Abstract : PDRC Report 86-09 discussed an averaging algorithm to solve the aggregate-disaggregate reformulation of MRMATE. The procedure was presented as an alternative to Benders' decomposition for solving the LIFTCAP/MRMATE linking problems in MODES in PDRC Report 87-06. This report presents two approaches for solving MODES. The first approach formulates MODES as a hierarchy of decisions to be generated. The hierarchy consists of an aggregated version of LIFTCAP that generates allocation of assets to aggregate channels. An aggregate MRMATE model allocates MRs to these aggregated channels generated by aggregate LIFTCAP. An aggregate LIFTCAP model and an aggregate MRMATE model constitute the aggregate MODES model. A solution to the aggregate MODES model is then disaggregated by disaggregate LIFTCAP and disaggregate MRMATE model. The disaggregate problems generate solutions at the required level of detail consistent with aggregate MODES solutions. Consistency implies that detailed channel capabilities and MR allocations added across an aggregate bundle is bounded by the aggregate channel capabilities and MR allocations generated by the aggregate MODES model.

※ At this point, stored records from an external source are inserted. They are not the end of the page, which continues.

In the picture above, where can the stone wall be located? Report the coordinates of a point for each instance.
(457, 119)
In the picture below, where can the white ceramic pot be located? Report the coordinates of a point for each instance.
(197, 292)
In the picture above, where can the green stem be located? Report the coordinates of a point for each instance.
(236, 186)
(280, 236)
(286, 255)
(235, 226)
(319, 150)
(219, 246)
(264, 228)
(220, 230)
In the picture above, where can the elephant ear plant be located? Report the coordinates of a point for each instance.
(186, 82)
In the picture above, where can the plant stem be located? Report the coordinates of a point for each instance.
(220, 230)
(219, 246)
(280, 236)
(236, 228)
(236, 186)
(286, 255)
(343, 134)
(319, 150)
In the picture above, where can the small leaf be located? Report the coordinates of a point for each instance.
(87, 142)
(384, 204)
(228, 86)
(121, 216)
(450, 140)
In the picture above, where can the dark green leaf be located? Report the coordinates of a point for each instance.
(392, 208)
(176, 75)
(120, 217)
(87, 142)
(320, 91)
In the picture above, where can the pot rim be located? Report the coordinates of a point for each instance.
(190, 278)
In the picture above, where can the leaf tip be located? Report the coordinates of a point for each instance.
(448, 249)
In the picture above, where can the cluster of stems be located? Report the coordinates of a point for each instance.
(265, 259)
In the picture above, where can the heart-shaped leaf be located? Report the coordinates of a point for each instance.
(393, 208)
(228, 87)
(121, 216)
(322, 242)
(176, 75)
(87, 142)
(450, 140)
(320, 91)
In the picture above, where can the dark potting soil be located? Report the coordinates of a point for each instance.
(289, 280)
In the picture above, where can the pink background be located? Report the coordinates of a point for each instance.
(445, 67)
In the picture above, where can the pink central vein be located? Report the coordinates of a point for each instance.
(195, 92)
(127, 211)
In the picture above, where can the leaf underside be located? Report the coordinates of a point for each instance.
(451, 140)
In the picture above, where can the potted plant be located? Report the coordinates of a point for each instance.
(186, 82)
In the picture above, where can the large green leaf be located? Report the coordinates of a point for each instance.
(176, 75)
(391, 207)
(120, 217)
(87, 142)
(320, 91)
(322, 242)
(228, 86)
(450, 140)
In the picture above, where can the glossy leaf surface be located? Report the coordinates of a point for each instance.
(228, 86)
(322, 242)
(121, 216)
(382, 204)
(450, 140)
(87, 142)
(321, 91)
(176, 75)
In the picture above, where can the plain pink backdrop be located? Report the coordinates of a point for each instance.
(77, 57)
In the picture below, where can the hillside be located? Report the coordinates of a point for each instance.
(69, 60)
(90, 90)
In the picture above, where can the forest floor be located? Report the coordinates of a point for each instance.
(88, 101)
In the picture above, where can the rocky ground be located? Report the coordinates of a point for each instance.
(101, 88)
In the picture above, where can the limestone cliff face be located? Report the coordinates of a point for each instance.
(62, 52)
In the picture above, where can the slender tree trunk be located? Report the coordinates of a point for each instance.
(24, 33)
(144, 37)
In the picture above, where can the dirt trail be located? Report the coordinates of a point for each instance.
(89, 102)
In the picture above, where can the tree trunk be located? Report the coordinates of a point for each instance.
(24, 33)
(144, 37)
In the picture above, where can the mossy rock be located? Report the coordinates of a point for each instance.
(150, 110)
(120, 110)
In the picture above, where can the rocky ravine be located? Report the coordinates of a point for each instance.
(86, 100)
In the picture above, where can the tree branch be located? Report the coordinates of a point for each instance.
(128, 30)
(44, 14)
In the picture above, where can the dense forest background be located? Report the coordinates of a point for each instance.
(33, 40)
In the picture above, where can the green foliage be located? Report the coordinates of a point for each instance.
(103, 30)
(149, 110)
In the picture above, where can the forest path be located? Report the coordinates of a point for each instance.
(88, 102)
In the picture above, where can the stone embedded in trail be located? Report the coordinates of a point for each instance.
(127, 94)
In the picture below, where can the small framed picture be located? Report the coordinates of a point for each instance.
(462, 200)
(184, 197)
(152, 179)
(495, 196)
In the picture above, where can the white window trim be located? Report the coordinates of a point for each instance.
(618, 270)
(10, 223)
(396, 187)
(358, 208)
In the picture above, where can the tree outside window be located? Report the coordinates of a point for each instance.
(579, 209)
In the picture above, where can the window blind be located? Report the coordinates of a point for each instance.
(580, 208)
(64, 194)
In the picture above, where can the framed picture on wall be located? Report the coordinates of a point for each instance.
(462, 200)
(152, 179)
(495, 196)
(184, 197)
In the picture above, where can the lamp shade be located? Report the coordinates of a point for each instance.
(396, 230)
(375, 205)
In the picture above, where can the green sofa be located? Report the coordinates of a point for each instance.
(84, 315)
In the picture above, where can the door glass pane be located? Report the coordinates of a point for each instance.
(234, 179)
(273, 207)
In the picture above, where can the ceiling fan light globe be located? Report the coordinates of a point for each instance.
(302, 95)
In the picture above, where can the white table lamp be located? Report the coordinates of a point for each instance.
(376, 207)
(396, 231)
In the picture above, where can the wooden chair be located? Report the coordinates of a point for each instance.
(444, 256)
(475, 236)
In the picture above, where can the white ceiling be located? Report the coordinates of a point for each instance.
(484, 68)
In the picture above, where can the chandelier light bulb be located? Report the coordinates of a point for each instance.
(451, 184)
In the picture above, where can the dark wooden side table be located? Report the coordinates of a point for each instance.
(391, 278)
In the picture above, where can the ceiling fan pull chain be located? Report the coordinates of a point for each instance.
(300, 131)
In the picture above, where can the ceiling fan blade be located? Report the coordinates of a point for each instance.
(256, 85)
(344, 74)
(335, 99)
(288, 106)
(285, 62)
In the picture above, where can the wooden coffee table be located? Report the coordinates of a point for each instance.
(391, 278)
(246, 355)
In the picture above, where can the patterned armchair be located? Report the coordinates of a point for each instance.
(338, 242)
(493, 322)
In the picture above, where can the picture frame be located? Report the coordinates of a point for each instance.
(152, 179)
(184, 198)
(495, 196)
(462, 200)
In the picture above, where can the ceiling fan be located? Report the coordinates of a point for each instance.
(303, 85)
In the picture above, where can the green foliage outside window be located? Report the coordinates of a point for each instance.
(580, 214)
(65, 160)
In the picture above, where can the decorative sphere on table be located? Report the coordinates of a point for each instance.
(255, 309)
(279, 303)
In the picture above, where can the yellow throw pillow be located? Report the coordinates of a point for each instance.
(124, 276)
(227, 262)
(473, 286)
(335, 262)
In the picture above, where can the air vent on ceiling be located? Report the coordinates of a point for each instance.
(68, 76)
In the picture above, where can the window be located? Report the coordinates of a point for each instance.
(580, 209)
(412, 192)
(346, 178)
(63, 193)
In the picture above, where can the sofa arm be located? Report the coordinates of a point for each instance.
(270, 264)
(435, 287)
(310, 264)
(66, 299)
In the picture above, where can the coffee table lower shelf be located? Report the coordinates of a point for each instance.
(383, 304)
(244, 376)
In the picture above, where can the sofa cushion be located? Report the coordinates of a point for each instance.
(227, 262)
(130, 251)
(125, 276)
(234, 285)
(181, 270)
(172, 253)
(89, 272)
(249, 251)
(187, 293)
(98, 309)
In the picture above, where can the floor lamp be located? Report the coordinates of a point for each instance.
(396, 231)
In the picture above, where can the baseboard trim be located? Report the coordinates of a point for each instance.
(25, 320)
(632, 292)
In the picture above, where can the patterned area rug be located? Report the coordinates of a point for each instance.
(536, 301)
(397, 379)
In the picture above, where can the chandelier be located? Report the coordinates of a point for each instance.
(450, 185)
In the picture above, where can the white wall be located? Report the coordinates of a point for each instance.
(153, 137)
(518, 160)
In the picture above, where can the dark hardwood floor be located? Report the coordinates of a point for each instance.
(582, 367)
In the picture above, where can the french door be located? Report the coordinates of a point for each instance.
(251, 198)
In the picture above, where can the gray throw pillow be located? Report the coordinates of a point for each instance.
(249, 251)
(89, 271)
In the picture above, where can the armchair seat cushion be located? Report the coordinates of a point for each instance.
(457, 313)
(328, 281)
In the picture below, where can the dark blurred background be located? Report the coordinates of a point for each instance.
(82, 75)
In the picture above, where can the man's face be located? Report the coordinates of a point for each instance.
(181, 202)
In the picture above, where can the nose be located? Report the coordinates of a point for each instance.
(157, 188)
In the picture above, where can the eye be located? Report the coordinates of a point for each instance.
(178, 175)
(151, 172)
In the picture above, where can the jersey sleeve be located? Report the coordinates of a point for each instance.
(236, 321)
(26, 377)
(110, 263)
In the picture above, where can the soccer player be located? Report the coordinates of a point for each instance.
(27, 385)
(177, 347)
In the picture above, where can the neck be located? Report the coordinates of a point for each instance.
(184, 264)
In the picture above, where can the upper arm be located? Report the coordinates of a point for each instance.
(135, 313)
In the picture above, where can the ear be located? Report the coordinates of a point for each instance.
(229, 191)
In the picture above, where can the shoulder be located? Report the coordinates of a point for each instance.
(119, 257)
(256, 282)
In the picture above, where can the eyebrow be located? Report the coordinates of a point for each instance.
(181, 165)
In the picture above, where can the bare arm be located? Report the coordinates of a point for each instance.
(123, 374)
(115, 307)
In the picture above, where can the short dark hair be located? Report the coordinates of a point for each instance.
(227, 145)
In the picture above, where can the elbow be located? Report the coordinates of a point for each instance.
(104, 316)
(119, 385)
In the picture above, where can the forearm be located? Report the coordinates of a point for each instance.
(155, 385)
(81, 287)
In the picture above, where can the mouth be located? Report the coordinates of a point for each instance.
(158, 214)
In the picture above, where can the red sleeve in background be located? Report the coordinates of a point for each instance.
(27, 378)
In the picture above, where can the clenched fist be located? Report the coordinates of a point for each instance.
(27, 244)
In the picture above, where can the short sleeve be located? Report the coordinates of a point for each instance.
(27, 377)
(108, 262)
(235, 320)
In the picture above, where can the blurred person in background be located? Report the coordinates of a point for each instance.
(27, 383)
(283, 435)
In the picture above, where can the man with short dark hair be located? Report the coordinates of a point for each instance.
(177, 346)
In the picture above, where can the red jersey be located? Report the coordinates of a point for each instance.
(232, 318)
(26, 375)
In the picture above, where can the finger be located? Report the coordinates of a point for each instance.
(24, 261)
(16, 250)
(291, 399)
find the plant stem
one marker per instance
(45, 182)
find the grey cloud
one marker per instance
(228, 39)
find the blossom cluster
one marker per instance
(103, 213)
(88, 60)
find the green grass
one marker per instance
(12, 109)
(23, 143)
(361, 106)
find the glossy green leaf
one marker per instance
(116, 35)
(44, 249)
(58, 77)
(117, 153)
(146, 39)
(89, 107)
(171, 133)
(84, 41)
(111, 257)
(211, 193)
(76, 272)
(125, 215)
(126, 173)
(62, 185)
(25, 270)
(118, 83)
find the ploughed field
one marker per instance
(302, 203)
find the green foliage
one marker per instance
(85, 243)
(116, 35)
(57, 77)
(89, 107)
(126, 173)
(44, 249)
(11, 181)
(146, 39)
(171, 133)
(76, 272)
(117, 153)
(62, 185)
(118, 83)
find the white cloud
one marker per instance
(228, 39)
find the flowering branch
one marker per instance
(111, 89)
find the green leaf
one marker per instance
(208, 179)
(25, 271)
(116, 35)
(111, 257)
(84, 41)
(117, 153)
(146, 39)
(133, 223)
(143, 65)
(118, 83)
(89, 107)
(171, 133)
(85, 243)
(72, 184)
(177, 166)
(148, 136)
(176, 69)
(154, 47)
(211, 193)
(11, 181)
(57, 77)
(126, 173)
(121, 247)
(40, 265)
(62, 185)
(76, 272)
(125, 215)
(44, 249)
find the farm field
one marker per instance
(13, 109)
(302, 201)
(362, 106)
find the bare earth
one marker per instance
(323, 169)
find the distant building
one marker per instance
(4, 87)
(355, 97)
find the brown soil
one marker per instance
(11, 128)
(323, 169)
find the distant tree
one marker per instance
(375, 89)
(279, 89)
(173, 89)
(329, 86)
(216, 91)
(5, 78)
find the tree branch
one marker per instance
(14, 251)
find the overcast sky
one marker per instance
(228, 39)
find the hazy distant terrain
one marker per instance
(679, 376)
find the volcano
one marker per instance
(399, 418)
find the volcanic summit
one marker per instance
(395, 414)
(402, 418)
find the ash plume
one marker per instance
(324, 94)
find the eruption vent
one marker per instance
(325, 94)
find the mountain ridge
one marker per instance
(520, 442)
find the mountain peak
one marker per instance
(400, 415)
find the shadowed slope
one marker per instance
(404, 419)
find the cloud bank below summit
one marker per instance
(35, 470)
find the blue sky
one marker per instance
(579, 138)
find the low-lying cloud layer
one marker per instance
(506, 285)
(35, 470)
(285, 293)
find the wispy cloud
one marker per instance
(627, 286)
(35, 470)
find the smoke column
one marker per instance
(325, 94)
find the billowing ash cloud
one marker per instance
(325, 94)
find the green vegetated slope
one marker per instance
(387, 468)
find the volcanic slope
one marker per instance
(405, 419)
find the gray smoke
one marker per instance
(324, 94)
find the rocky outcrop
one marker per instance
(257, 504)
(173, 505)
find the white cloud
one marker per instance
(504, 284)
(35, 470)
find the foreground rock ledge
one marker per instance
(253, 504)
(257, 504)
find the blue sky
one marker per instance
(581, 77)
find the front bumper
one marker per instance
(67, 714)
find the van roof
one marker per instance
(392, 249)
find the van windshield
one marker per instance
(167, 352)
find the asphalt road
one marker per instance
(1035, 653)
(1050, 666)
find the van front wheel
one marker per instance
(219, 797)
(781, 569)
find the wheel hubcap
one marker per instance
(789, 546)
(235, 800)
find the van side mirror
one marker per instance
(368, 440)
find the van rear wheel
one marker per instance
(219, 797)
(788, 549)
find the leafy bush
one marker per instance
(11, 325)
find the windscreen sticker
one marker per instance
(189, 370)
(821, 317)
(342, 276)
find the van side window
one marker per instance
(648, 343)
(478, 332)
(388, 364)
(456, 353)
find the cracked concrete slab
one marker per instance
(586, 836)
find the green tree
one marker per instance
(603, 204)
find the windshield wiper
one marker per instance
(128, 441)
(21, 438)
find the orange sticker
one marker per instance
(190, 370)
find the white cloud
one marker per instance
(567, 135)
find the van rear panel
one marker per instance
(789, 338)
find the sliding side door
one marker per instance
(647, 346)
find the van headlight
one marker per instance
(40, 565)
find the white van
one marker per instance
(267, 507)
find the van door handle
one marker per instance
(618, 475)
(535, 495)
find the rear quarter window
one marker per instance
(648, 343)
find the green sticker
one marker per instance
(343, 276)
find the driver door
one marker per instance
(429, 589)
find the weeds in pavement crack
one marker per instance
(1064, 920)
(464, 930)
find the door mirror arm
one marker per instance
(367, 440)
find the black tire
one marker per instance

The second approach considers the MODES problem from a different perspective. In some situations, the dominant objective is to move all MRs to their destination within their desired time window using the minimum number of assets. The driving problem in this version of modes is the MRMATE problem. MRMATE generates allocations of MRs to their best (minimum penalty) channels. This defines channel capabilities.